Önce eksik taraflarından başladım bu sefer. Evet Williams savunmada Melli işlerini yapmayacak ancak hücumda ise bu sefer çok farklı etki ile karşı karşıyayız. Bjelica’dan sonra 4 numara üzerinden hiç kurulmayan setler bu sene bolca olacak. Williams’ın hücum yetenekleri o kadar fazla ki onu izlemek yine çok büyük keyif olacak. Sırtı dönük, yüzü dönük, orta mesafe , uzun mesafe, p&r , geçiş hücumu aklınıza gelebilecek tüm hücum silahlarına sahip bir oyuncu DW. Tüm bunların yanında inanılmaz atletik özellikleri ve hızı ile 3 numara yeteneklerine de sahip. Savunmada da hem kısaların hem uzunların karşısında birebirde hiç sıkıntı yaşamayacak kadar iyi bir bireysel savunmacı. Eğer sabırlı olur ve koçun ona çizdiği oyunları oynarsa istediği ve beklediği gibi sezon sonunda NBA’e dönüş yapacaktır.
Leo Westermann ise De Colo ve Williams’ın gölgesinde kalmasına rağmen bizim en önemli eksiklerimizden birini kapatacak bir oyuncu. Fizikli ve uzun bir pg olması sayesinde bir kaç artı ile başlıyor. Ancak beni en çok heveslendiren konu ise Kostas’ın kötü olduğu günlerde bir opsiyonumuz daha olmuş olması. Takımı yönetme ve organizasyonda Westermann büyük katkı sağlayacak. Hiçbir zaman istatistiklerde çok öne çıkmayacak ama artık istedikleri kadar Kostas’a baskı yapsınlar, Westermann ve De Colo sayesinde artık hücumlarımızın sıkışma ihtimali çok az.

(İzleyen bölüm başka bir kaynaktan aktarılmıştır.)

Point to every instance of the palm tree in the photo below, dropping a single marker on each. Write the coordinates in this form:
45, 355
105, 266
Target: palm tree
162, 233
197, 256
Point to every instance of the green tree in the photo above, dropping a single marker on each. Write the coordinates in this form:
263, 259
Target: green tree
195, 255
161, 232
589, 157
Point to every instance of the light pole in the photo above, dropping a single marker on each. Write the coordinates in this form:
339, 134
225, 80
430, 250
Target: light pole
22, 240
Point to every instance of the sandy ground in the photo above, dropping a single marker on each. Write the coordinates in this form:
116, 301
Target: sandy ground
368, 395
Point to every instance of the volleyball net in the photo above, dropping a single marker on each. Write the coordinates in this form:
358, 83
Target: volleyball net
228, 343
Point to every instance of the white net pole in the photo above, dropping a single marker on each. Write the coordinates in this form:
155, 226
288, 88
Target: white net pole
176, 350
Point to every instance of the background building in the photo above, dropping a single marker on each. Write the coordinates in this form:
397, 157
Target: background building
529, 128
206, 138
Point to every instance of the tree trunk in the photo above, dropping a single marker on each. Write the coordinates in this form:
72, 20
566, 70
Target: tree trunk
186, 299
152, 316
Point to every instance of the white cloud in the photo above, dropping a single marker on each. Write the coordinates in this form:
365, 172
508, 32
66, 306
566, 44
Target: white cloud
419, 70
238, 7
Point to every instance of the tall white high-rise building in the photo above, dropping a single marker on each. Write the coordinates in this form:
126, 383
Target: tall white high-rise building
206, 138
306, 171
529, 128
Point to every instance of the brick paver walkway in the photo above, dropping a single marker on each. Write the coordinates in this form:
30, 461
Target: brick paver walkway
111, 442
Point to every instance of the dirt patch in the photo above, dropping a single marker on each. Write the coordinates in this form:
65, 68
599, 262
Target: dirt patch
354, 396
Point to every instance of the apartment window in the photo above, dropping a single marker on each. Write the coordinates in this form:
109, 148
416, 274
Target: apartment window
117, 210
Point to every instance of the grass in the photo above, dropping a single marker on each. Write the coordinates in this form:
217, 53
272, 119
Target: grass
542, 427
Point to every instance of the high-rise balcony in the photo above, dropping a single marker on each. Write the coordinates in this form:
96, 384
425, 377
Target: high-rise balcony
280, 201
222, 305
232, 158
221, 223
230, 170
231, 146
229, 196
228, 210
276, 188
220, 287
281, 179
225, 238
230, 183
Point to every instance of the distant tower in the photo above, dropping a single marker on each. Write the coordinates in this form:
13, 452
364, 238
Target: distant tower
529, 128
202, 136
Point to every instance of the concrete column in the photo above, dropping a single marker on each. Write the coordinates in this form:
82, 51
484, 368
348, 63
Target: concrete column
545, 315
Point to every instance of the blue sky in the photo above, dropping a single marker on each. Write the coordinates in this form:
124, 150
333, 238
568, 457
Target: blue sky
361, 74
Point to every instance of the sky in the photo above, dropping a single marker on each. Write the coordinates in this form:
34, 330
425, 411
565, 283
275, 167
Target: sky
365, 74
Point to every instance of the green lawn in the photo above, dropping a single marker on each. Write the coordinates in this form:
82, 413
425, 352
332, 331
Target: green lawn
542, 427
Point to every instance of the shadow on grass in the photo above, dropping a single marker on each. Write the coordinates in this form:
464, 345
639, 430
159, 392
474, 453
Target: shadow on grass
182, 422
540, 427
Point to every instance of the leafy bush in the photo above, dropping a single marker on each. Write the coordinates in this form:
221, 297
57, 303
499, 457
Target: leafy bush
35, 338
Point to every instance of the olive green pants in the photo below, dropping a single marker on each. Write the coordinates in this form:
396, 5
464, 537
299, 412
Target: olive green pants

Berkay transferi ile de yerli rotasyonuna bir ilave yapmış olmamız, özellikle senelerdir hiçbir katkı alamadığımız Barış Hersek yerine dakika alabilecek bir yerli 4 numara kadro genişliği açısından çok değerli.
Genel olarak tüm sezonu ve sezon sonunu düşündüğümüzde fazlasıyla iyi bir kadromuz var. Ancak Vesely hala takımla çalışmıyor, Lauvergne ne olacak belli değil, sonradan eklenen Stimac maalesef bizim düzende Avrupa maçlarında oynayabilecek ve savunma setlerini oynayabilecek bir uzun değil. Bu şartlar altında bir uzun oyuncu eksikliği net bir şekilde görünüyor. Obradovic de bakıyoruz demişti ama ardından Stimac’a imza attırıldı kısa süreli olsa da . Bu uzun rotasyonu ile başladığımız sezonda özellikle ilk 10 maçın 7’sinin dışarda olduğunu düşünürsek bir de buların içinde Real Madrid, Milano, Maccabi , CSKA ve Barcelona gibi playoff hatta Final 4 adayları takımların olması Fenerbahçe’nin sezona maalesef çok fazla mağlubiyetle başlama ihtimalinin yüksek olduğunu gösteriyor.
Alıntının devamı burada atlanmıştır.